Alekhsiy tore open his tunic and pulled out the carved pendant. An inert lump of rock lay in his hand, little more than brown streaked with gold, and cold to the touch. It should have been crystal clear, with flames leaping through its center, and hotter than a lantern’s globe.
It held no magic and could not take him home.
A knife stabbed him hard and fast in the heart, more brutal than any endured during the wars. He gritted his teeth against the shout of denial rising in his throat. Never again to swim in the western rivers under the high waterfalls, dandle a niece or nephew on his knee, or wrestle with Mykhayl . . .
How many times had he been warned death would be an easier price to pay than what this quest might demand? His throat tightened. May the gods be gracious unto him and forgive his prior disbelief.
There were only two ways to recharge the precious wizard’s amulet. The easiest would require a longer lifespan than both he and his son could offer. The other? He might as well beg Chaos’s gray gods for a miracle.
But he could still do his duty—find the enemy and stop him on this side of the void. No matter where that left him personally.
He slowly turned around again. The dragon Khyber had promised he’d arrive at the closest place in space and time to the enemy and the key to the lock, which guarded the gate back to Torhtremer against their foe.
Where should he start?
Moisture filled the air, aching with the heaviness of heat unbroken by any rain for far too long. It beaded on the metal pipes edging the wall and lurked in the mold glistening along the bricks. It hunted every fold of his festival wear, slipping between his linen outer tunic and into his chain mail’s links, pressing down on his lungs.
An angry river was moving quickly past in the distance, creating a loud, dull roar. A few horns sounded there, too, but not many.
How had his sensitive sister-in-law survived so many years here? No wonder she’d accepted Torhtremer so quickly. The High King’s palace offered far more joys than this.
A shoulder-high ledge rose next to the large metal bin, cutting off the entire alley’s rear. A single door shimmered in the darkness behind it.
Small wagons without horses or oxen—called cars, according to the spell—and larger wagons, known as trucks, were crawling through the street beyond the alley. Men and women walked past in an odd assortment of breeches and short skirts, most carrying heavy packages. A few pushed tall, wheeled ladders that were heavily laden. Many glanced at him then looked away without speaking, despite the obvious differences in their attire.
He needed to move on quickly before somebody questioned him.
Torhtremer’s great patrons had bestowed on him two guides for his quest. Khyber, the Imperial Dragon, had given him a golden serpent with a ruby head and a long, forked tongue looping around and around his finger to lead him to the enemy. Svetlhana, the Imperial Tigress, had granted him a silver tiger twisting over itself, as if playing with its paws and tail, to light the path to the key. But magical gifts, especially from that pair, always had their own goals, which rarely matched their wearer’s.

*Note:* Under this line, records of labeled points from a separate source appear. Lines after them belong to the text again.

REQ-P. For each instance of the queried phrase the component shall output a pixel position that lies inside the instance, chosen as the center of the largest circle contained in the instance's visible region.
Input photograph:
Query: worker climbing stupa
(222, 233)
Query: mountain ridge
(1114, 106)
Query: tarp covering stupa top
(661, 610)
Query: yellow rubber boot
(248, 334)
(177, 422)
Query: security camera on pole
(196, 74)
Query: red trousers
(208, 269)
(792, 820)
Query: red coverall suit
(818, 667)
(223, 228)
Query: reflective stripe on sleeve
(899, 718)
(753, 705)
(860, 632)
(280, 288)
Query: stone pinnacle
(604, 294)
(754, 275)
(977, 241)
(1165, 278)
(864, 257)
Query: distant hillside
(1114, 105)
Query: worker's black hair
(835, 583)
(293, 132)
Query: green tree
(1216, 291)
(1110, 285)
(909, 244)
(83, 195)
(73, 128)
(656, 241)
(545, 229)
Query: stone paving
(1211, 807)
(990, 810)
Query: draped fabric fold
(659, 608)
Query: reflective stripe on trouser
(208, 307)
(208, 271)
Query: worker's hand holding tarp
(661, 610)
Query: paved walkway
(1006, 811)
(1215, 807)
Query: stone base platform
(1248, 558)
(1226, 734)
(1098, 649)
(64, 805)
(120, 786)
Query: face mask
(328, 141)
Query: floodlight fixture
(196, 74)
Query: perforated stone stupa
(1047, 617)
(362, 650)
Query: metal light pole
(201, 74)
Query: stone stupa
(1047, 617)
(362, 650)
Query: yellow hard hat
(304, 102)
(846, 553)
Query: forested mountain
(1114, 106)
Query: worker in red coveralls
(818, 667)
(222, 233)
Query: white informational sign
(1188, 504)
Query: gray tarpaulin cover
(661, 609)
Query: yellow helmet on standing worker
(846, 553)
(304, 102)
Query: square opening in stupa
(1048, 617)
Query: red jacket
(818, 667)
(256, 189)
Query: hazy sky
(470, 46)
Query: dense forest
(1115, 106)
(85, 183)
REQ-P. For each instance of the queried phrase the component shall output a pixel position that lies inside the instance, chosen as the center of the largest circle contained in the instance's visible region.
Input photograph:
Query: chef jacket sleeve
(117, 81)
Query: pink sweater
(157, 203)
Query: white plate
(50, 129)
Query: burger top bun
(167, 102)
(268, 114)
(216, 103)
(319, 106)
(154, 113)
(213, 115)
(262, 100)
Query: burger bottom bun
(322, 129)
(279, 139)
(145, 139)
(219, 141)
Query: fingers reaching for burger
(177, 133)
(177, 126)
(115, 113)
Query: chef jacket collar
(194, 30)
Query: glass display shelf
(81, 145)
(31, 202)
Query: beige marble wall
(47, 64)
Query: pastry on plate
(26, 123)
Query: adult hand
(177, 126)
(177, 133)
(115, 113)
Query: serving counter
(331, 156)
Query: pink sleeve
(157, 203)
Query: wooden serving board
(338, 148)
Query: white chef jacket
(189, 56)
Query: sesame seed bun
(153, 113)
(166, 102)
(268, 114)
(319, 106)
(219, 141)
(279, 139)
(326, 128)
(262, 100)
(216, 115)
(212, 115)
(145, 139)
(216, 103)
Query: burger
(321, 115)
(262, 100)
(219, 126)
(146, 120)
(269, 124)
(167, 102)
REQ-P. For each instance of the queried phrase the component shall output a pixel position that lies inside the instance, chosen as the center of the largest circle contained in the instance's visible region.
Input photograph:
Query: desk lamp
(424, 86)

Would this work? How much choice did he truly have? His mouth twisted wryly.
“Show me the fastest road to my prey.” Alekhsiy cupped his hands and blew on the two rings, choosing the simplest method to summon their magic. Otherwise, they’d signal him when and how they chose.
Instantly, two narrow beams flashed into the darkness behind the ledge. They lingered on the door for an instant then winked off.

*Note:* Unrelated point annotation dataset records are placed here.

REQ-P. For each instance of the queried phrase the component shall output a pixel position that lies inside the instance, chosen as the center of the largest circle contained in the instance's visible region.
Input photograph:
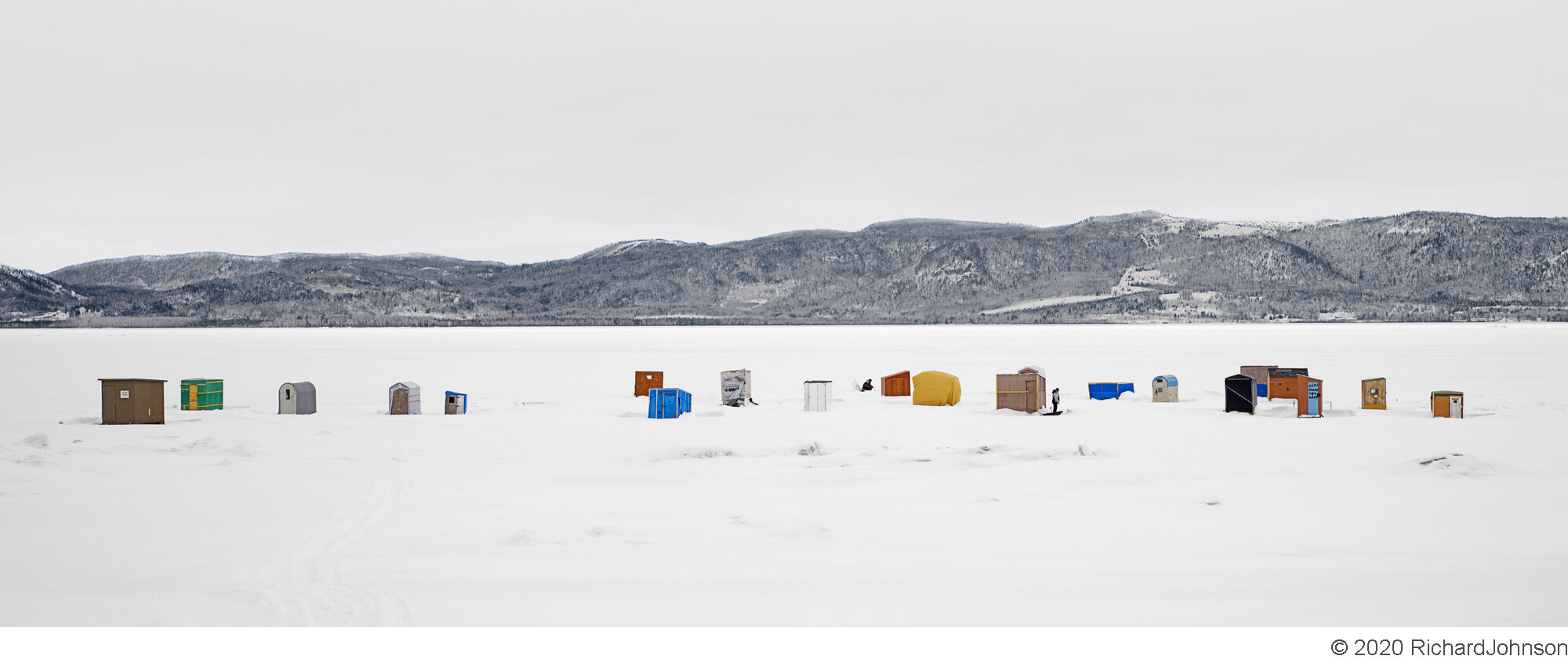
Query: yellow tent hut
(935, 388)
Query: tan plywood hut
(648, 380)
(1025, 391)
(404, 399)
(1448, 405)
(132, 400)
(1283, 383)
(898, 385)
(1374, 394)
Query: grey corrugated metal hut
(404, 399)
(297, 399)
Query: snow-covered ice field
(556, 501)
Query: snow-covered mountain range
(1138, 267)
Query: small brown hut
(898, 385)
(648, 380)
(1025, 391)
(1283, 383)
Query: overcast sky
(535, 131)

Couldn’t they have sent him into the city, where he could defend himself against enemies? Not a dark, cavernous fortress with no room to swing his axe or sword?
The silver tiger lit up again, returning the alley to noontime brightness.

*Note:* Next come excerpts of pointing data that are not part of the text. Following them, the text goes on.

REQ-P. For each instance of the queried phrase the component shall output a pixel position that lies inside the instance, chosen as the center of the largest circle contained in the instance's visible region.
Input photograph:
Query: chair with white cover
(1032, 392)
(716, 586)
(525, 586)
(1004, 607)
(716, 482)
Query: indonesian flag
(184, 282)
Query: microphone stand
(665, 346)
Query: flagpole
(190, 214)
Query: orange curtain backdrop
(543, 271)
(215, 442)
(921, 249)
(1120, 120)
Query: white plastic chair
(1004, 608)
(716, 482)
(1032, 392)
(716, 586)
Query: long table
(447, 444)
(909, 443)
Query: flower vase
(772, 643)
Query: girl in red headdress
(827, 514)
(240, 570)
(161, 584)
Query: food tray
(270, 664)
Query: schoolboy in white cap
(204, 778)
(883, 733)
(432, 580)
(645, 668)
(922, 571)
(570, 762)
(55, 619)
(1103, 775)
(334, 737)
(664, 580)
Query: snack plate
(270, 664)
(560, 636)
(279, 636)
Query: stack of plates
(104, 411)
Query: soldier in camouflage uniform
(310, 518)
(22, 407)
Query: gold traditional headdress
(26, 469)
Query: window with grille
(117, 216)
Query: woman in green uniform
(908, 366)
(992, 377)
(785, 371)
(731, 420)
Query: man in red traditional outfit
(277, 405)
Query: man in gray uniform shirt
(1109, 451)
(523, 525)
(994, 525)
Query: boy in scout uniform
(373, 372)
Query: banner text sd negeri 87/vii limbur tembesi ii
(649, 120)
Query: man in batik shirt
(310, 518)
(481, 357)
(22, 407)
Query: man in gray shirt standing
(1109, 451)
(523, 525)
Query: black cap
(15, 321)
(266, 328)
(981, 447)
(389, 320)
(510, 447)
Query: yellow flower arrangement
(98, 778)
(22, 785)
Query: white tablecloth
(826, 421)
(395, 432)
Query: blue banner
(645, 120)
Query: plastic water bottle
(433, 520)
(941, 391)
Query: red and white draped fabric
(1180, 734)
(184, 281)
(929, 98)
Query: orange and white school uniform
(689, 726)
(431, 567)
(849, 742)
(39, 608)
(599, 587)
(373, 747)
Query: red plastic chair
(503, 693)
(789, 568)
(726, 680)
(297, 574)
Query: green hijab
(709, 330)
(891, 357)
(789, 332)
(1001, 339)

“By the Red God of War, of course I will enter it!” He hastily covered the ring with his other hand.
It faded into a steadily pulsing glow and he shook his head. Gods willing, no one would notice anything was amiss.
Alekhsiy braced both hands on the ledge and heaved himself up. An instant later, having heard no noise coming from behind the door, he turned the knob and walked in, his hand on his dagger.